يَاأَيُّهَا الَّذِينَ ءَامَنُوا مَنْ يَرْتَدَّ مِنْكُمْ عَنْ دِينِهِ فَسَوْفَ يَأْتِي اللَّهُ بِقَوْمٍ يُحِبُّهُمْ وَيُحِبُّونَهُ أَذِلَّةٍ عَلَى الْمُؤْمِنِينَ أَعِزَّةٍ عَلَى الْكَافِرِينَ يُجَاهِدُونَ فِي سَبِيلِ اللَّهِ وَلَا يَخَافُونَ لَوْمَةَ لَائِمٍ ذَلِكَ فَضْلُ اللَّهِ يُؤْتِيهِ مَنْ يَشَاءُ وَاللَّهُ وَاسِعٌ عَلِيمٌ
إِنَّمَا وَلِيُّكُمُ اللَّهُ وَرَسُولُهُ وَالَّذِينَ ءَامَنُوا الَّذِينَ يُقِيمُونَ الصَّلَاةَ وَيُؤْتُونَ الزَّكَاةَ وَهُمْ رَاكِعُونَ
وَمَنْ يَتَوَلَّ اللَّهَ وَرَسُولَهُ وَالَّذِينَ ءَامَنُوا فَإِنَّ حِزْبَ اللَّهِ هُمُ الْغَالِبُونَ
“Hai orang-orang yang beriman, barangsiapa di antara kamu yang murtad dari agamanya, maka kelak Allah akan mendatangkan suatu kaum yang Allah mencintai mereka dan merekapun mencintai-Nya, yang bersikap lemah lembut terhadap orang yang mu’min, yang bersikap keras terhadap orang-orang kafir, yang berjihad di jalan Allah, dan yang tidak takut kepada celaan orang yang suka mencela. Itulah karunia Allah, diberikan-Nya kepada siapa yang dikehendaki-Nya, dan Allah Maha Luas (pemberian-Nya) lagi Maha Mengetahui. Sesungguhnya penolong kamu hanyalah Allah, Rasul-Nya, dan orang – orang yang beriman, yang mendirikan shalat dan menunaikan zakat, seraya mereka tunduk (kepada Allah). Dan barangsiapa mengambil Allah, Rasul-Nya dan orang-orang yang beriman menjadi penolongnya, maka sesungguhnya pengikut (agama) Allah itulah yang pasti menang.” (QS. Al-Maidah, 5: 54-56).

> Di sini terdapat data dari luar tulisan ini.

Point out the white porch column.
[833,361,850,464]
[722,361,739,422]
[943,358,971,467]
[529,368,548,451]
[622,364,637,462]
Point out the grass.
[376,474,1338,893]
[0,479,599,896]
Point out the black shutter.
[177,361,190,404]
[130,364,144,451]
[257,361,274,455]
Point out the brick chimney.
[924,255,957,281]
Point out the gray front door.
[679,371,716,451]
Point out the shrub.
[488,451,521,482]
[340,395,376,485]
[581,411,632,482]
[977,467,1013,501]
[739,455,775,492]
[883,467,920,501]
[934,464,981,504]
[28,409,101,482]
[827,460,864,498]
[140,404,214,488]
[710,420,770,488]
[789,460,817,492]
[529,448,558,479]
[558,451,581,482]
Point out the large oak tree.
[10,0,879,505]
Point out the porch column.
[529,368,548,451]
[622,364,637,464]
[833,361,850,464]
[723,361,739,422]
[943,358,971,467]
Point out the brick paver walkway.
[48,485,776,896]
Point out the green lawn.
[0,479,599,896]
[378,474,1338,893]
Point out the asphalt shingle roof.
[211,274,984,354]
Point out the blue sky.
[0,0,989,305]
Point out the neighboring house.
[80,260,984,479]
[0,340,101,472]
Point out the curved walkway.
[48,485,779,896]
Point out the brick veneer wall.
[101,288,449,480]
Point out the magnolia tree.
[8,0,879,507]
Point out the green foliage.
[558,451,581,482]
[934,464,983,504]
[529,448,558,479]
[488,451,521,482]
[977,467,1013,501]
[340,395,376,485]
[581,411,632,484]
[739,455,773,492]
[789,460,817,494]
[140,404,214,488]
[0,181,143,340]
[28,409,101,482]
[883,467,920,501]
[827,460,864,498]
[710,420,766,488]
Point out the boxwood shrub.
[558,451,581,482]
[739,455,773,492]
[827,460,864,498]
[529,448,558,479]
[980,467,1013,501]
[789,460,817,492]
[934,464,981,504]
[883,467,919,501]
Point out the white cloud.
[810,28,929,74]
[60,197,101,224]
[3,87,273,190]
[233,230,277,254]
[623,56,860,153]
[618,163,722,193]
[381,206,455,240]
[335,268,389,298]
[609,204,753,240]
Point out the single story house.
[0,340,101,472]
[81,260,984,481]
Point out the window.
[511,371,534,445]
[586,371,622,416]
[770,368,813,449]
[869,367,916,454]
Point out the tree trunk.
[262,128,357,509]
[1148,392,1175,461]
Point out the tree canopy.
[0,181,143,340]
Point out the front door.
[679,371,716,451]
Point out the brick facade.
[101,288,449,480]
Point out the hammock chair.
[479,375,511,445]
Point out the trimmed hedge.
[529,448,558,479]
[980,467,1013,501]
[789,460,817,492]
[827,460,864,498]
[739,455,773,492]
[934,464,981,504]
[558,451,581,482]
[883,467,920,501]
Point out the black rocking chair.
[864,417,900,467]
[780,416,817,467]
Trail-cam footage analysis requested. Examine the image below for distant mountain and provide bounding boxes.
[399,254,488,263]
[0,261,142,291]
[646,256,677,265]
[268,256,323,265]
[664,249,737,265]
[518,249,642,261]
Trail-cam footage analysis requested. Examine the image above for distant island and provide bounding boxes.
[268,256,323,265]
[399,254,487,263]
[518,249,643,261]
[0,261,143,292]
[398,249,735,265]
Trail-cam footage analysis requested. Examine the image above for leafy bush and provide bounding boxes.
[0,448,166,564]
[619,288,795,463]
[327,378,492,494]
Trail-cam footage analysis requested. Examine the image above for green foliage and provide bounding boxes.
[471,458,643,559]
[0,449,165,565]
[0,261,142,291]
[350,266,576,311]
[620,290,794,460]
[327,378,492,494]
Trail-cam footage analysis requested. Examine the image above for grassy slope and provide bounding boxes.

لاَ تَجِدُ قَوْمًا يُؤْمِنُونَ بِاللَّهِ وَالْيَوْمِ الْآخِرِ يُوَادُّونَ مَنْ حَادَّ اللَّهَ وَرَسُولَهُ وَلَوْ كَانُوا ءَابَاءَهُمْ أَوْ أَبْنَاءَهُمْ أَوْ إِخْوَانَهُمْ أَوْ عَشِيرَتَهُمْ أُولَئِكَ كَتَبَ فِي قُلُوبِهِمُ الْإِيمَانَ وَأَيَّدَهُمْ بِرُوحٍ مِنْهُ وَيُدْخِلُهُمْ جَنَّاتٍ تَجْرِي مِنْ تَحْتِهَا الْأَنْهَارُ خَالِدِينَ فِيهَا رَضِيَ اللَّهُ عَنْهُمْ وَرَضُوا عَنْهُ أُولَئِكَ حِزْبُ اللَّهِ اَلاَ إِنَّ حِزْبَ اللَّهِ هُمُ الْمُفْلِحُونَ
“Kamu tidak akan mendapati sesuatu kaum yang beriman kepada Allah dan hari akhirat, saling berkasih sayang dengan orang-orang yang menentang Allah dan Rasul-Nya, sekalipun orang-orang itu bapak-bapak, atau anak-anak atau saudara-saudara ataupun keluarga mereka. Mereka itulah orang-orang yang Allah telah menanamkan keimanan dalam hati mereka dan menguatkan mereka dengan pertolongan yang datang daripada-Nya. Dan dimasukkan-Nya mereka ke dalam surga yang mengalir di bawahnya sungai-sungai, mereka kekal di dalamnya. Allah ridha terhadap mereka dan merekapun merasa puas terhadap (limpahan rahmat)-Nya. Mereka itulah golongan Allah. Ketahuilah, bahwa sesungguhnya golongan Allah itulah golongan yang beruntung.” (QS Al-Mujadilah, 58: 22)
*****
Al-Akhlaqul Asasiyyah
Dari dua surah di atas kita ketahui karakter dasar hizbullah adalah sebagai berikut.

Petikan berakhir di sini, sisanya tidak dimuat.